- Born: March 24, 1953 (age 73) Casablanca, Morocco
- Occupations: Teacher, museum curator, writer

= Souâd Bahéchar =

Souâd Bahéchar is a Moroccan teacher, museum curator, and woman of letters, born in 1953.

== Biography ==
Born on in Casablanca, she studied art and archaeology at the University of Paris-Sorbonne. Upon returning to Morocco, she settled in Tangier. She taught art history at the International Higher Institute of Tourism and was appointed curator of the Al Kasbah Museum, which houses archaeological and ethnographic collections. She later directed an art gallery, Tanjah Flandria, from 1990 to 1993, spent time in Germany, and returned to her homeland.
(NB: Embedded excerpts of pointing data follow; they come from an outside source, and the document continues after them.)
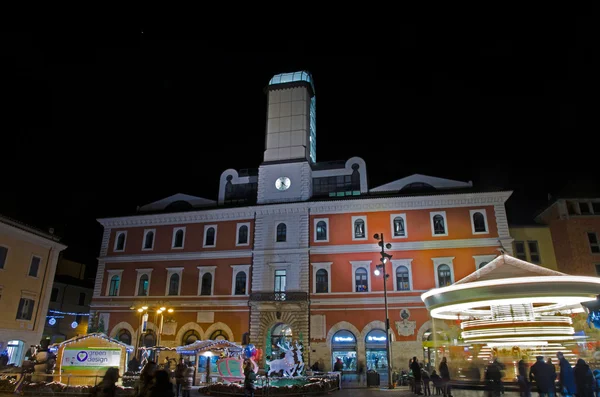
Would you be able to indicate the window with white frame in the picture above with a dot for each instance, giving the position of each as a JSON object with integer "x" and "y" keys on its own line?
{"x": 174, "y": 281}
{"x": 398, "y": 224}
{"x": 178, "y": 239}
{"x": 443, "y": 271}
{"x": 34, "y": 266}
{"x": 361, "y": 278}
{"x": 239, "y": 281}
{"x": 593, "y": 240}
{"x": 402, "y": 274}
{"x": 439, "y": 225}
{"x": 359, "y": 227}
{"x": 243, "y": 234}
{"x": 142, "y": 286}
{"x": 148, "y": 241}
{"x": 479, "y": 221}
{"x": 321, "y": 230}
{"x": 113, "y": 285}
{"x": 210, "y": 235}
{"x": 321, "y": 277}
{"x": 120, "y": 241}
{"x": 206, "y": 280}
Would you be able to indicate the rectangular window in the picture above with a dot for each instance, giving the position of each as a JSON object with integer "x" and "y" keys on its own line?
{"x": 280, "y": 280}
{"x": 520, "y": 250}
{"x": 3, "y": 254}
{"x": 534, "y": 251}
{"x": 54, "y": 295}
{"x": 584, "y": 208}
{"x": 34, "y": 266}
{"x": 594, "y": 246}
{"x": 25, "y": 310}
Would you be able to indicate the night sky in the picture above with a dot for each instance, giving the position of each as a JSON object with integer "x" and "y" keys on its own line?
{"x": 97, "y": 125}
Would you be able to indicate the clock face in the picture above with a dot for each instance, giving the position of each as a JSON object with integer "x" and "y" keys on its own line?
{"x": 283, "y": 183}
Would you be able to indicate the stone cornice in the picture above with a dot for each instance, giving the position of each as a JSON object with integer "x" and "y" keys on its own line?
{"x": 406, "y": 246}
{"x": 177, "y": 256}
{"x": 220, "y": 214}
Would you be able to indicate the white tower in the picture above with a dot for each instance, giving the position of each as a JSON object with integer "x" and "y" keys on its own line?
{"x": 290, "y": 146}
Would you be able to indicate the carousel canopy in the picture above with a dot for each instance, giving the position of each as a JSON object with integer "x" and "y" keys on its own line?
{"x": 206, "y": 345}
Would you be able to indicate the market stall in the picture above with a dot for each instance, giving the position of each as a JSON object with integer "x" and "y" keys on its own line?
{"x": 205, "y": 355}
{"x": 83, "y": 360}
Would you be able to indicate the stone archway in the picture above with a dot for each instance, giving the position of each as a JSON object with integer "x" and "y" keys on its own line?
{"x": 219, "y": 326}
{"x": 123, "y": 325}
{"x": 376, "y": 324}
{"x": 188, "y": 327}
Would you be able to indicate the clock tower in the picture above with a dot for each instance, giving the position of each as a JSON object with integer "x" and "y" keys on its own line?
{"x": 290, "y": 145}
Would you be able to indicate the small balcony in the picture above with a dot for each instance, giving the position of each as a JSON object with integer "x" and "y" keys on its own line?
{"x": 287, "y": 296}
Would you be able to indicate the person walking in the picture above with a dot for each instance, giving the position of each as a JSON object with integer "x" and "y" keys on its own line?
{"x": 416, "y": 368}
{"x": 566, "y": 376}
{"x": 544, "y": 377}
{"x": 179, "y": 371}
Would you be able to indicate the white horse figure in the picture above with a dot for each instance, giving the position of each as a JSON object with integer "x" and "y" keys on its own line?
{"x": 287, "y": 363}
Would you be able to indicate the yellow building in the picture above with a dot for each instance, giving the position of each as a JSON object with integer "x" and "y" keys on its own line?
{"x": 533, "y": 243}
{"x": 28, "y": 258}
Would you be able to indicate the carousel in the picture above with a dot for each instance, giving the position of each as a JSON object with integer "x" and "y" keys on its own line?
{"x": 511, "y": 310}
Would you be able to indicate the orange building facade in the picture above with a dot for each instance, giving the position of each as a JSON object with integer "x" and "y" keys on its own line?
{"x": 287, "y": 252}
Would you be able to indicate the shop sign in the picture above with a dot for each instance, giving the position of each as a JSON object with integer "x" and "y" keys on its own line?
{"x": 90, "y": 358}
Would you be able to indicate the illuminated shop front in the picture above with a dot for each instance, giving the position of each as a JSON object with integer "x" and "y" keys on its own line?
{"x": 376, "y": 352}
{"x": 343, "y": 346}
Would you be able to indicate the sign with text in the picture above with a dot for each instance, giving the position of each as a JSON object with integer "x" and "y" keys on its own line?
{"x": 90, "y": 358}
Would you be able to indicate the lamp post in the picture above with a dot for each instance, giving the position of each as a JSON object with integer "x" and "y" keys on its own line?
{"x": 381, "y": 268}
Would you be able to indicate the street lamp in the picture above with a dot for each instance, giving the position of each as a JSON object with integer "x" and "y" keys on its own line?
{"x": 379, "y": 269}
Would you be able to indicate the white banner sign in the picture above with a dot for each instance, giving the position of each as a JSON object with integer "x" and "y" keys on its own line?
{"x": 88, "y": 358}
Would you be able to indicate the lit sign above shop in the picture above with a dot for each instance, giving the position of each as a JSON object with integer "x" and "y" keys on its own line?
{"x": 343, "y": 339}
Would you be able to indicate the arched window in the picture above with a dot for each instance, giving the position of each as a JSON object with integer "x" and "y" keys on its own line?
{"x": 361, "y": 278}
{"x": 114, "y": 285}
{"x": 359, "y": 228}
{"x": 210, "y": 236}
{"x": 149, "y": 240}
{"x": 321, "y": 230}
{"x": 174, "y": 284}
{"x": 143, "y": 285}
{"x": 120, "y": 242}
{"x": 444, "y": 275}
{"x": 243, "y": 235}
{"x": 322, "y": 281}
{"x": 478, "y": 222}
{"x": 206, "y": 284}
{"x": 178, "y": 241}
{"x": 439, "y": 227}
{"x": 402, "y": 281}
{"x": 190, "y": 337}
{"x": 399, "y": 227}
{"x": 281, "y": 232}
{"x": 218, "y": 335}
{"x": 240, "y": 283}
{"x": 124, "y": 336}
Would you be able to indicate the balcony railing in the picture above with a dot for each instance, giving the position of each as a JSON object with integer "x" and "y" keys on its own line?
{"x": 287, "y": 296}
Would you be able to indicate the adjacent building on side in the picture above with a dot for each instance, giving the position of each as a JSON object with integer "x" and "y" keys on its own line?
{"x": 575, "y": 227}
{"x": 28, "y": 259}
{"x": 287, "y": 251}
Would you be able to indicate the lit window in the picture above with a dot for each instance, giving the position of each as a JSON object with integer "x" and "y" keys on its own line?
{"x": 361, "y": 278}
{"x": 281, "y": 232}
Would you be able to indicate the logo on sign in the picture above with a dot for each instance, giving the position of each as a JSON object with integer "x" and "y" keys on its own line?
{"x": 81, "y": 356}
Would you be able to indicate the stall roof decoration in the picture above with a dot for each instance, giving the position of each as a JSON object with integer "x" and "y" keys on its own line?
{"x": 206, "y": 345}
{"x": 97, "y": 334}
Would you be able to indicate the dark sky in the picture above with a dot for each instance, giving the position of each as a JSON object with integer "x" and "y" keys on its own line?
{"x": 96, "y": 125}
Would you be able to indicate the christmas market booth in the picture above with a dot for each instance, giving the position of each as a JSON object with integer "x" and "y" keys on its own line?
{"x": 83, "y": 360}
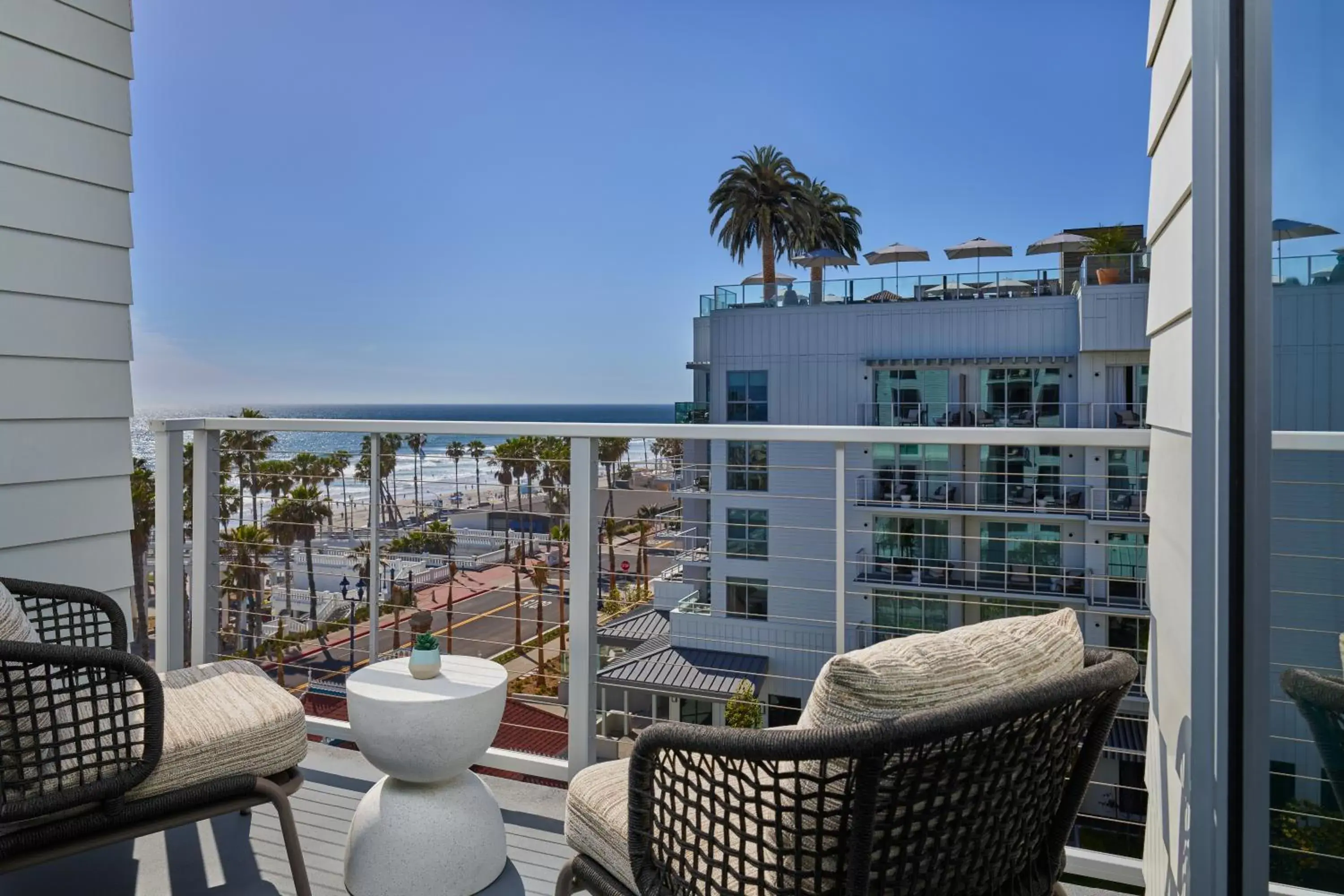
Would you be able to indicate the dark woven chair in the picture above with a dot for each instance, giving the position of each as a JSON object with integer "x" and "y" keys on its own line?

Concurrently, she dedicated herself to writing and eventually left her museum work to focus on literary creation. Her debut novel, Ni fleurs ni couronnes, received the Grand Atlas Prize in 2001. Through this novel, she offers an original perspective on a woman's construction of her identity. The story follows a young girl, the nth daughter of parents longing for a male heir, abandoned during her childhood. She grows up alone on the outskirts of the family home, then in the forest of her village as a wild child, before being taken in by a teacher. However, integrating into the village community proves challenging.

== Selected works ==
- 2000: Ni fleurs ni couronnes, novel, Éditions Le Fennec
- 2005: Le Concert des cloches, novel, Éditions Le Fennec.
- 2011: Casablanca, text accompanying photographs by Marco Bardon, Éditions Filigranes.